06-Jun-2010 • Actor News

When Bernie Casey was growing up in Columbus, Ohio, in the 1940s and 50s, “a young colored kid becoming an artist was absurd to people at the time,” he said.

That was not something black people did, it seemed at the time, Casey said. So, he kept his dream of being an artist to himself and didn’t mention it until he was poised to go to college, reports MLive.

Still, his father didn’t understand his dream and his coaches at Bowling Green State University, where he had a football scholarship, were also taken aback by it. But Casey persisted and earned a degree in fine arts.

“I was able to resist putting myself in a box,” Casey, 70, said by phone from his home in Los Angeles.

An exhibition of Casey’s artwork, titled “People That I Know,” begins today at the Black Arts & Cultural Center in downtown Kalamazoo, Michigan, USA, as part of the expanded Art Hop and runs through June 25.

Casey’s story involves a passion to create art that lasted through careers in professional football and in film and television. He was in 54 movies and is now retired from film, but has maintained his career as an artist and is working on a new series of paintings.

Casey agreed to arrange for a showing of his recent works at the BACC, in part, to show young people here that, “black people can become successful at this and not just be hobbyists,” he said.

He said he believes black people have been so filled with negative stereotypes about themselves that, “we have a self-inflicting mechanism that intimidates us when we step up to be something.”

Somehow, Casey was different growing up.

“I knew that all things are possible,” he said about his early days as a fine arts student. “It’s just that some things are very difficult. There were other artists at small black colleges who were struggling mightily. I looked them up and was not deterred.”

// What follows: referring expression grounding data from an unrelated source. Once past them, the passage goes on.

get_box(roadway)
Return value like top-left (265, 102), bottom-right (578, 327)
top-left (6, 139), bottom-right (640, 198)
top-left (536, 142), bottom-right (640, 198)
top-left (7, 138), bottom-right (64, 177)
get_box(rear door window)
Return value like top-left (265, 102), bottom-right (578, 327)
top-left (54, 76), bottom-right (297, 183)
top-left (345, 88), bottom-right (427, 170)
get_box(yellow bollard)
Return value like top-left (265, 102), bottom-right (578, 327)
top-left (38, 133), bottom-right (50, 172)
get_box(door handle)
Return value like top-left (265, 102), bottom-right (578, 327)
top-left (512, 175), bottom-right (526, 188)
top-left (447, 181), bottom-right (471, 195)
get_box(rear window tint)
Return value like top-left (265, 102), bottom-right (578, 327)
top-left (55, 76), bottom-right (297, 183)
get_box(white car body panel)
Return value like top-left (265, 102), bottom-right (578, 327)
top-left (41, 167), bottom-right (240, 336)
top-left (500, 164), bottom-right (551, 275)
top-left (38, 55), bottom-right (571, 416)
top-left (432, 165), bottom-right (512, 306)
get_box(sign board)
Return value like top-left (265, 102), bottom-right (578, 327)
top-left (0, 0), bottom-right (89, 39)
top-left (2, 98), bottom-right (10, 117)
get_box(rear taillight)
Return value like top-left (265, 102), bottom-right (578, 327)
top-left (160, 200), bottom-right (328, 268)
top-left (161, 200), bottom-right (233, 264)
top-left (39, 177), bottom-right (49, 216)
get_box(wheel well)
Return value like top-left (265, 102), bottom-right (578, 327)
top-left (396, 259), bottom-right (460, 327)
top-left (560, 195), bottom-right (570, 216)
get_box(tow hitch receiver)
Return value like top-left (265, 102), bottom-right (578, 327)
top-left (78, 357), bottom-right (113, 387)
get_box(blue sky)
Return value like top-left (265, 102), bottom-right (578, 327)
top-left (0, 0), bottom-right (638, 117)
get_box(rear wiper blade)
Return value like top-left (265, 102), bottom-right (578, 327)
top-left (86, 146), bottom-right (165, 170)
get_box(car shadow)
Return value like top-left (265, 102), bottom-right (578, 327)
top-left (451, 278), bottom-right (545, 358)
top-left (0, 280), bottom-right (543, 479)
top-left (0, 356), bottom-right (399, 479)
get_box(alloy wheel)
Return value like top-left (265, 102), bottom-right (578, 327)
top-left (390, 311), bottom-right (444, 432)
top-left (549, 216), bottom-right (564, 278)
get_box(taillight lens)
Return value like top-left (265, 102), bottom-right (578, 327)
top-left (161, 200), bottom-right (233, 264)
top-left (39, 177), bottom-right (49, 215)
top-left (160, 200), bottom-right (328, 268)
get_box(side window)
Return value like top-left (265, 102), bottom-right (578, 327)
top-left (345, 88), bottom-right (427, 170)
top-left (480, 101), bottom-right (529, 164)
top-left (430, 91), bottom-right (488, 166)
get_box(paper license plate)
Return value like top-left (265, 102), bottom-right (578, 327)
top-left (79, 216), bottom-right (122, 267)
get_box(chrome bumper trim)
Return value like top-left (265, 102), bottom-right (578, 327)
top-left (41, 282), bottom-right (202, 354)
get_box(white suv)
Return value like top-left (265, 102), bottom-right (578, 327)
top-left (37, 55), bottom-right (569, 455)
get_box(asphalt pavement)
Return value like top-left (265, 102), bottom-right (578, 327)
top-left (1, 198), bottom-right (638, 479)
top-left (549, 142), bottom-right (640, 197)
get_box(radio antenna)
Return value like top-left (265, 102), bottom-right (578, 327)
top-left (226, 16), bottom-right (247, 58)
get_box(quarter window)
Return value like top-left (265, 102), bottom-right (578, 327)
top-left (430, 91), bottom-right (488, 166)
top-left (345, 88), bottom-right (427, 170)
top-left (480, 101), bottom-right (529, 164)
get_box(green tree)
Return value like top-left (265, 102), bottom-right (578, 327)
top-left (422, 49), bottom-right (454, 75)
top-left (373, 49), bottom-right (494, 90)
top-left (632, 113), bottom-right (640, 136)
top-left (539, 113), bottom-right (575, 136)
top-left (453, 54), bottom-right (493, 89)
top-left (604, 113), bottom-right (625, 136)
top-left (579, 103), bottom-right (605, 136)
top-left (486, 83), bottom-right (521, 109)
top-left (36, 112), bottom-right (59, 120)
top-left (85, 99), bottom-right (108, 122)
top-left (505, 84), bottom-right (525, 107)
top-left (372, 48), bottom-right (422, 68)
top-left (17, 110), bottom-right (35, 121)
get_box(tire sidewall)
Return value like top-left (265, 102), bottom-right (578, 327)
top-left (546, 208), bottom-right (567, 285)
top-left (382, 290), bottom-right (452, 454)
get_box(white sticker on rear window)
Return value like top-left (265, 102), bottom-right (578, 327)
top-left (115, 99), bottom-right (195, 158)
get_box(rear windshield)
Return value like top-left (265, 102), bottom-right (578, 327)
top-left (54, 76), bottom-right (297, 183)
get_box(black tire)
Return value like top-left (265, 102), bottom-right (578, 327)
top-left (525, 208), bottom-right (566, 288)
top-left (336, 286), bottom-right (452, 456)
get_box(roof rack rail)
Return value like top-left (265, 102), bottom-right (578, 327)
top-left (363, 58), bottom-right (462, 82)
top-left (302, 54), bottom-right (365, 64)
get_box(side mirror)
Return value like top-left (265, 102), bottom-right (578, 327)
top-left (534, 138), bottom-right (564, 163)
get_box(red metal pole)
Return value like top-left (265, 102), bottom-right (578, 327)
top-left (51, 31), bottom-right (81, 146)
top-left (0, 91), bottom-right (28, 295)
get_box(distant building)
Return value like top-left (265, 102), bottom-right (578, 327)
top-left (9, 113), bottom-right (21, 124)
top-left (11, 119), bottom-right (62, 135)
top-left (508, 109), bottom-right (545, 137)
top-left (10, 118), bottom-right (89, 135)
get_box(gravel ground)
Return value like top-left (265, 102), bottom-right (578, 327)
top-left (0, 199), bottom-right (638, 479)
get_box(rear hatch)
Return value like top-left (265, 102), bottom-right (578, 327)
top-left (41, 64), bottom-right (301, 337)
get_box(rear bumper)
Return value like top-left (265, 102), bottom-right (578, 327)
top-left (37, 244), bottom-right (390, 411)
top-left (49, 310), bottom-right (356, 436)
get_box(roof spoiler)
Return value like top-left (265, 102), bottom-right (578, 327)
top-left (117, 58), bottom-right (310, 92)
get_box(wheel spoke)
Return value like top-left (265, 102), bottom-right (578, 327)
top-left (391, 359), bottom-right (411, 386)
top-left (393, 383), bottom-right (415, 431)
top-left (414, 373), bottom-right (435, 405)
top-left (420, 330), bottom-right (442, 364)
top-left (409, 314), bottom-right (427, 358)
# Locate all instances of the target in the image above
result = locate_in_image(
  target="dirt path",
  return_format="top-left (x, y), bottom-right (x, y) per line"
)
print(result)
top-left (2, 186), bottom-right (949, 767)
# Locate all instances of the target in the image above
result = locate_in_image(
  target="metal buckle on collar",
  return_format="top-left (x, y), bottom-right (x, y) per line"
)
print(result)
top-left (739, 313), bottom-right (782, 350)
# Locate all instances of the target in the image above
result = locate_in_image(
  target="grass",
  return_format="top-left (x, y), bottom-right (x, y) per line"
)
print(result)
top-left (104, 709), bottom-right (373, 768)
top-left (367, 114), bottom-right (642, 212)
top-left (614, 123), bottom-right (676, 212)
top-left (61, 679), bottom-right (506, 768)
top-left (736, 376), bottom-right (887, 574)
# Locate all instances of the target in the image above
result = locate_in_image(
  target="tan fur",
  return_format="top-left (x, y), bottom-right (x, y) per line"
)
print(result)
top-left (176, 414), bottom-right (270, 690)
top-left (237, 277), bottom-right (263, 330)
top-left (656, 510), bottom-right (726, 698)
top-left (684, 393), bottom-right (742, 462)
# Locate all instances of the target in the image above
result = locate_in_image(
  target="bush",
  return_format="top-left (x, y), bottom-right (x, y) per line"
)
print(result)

As he looked back on his film career, Casey said, he was able to sink his acting chops into the film “Brothers,” (1977) about convict George Jackson, who fell in love with Angela Davis.

Casey’s said his most enjoyable film was the James Bond movie “Never Say Never Again” (1983), in which he played a CIA agent who helped Bond. He described it as a “big film” with lots of “big hotels and limos.” A producer “wasn’t fond” of his character being black, but the issue was worked out, Casey said.

Casey said that at this time of his life, some days he may have speaking engagements, others he may have more time to himself. But, no matter what, he tries to make time to look out a window and think about the world. That is especially important to an artist, he said.

Casey’s works of acrylic on canvas will be on display in the Gail Sydnor Gallery of the Black Arts & Cultural Center, located in the Epic Center, 359 S. Kalamazoo Mall, MI, USA.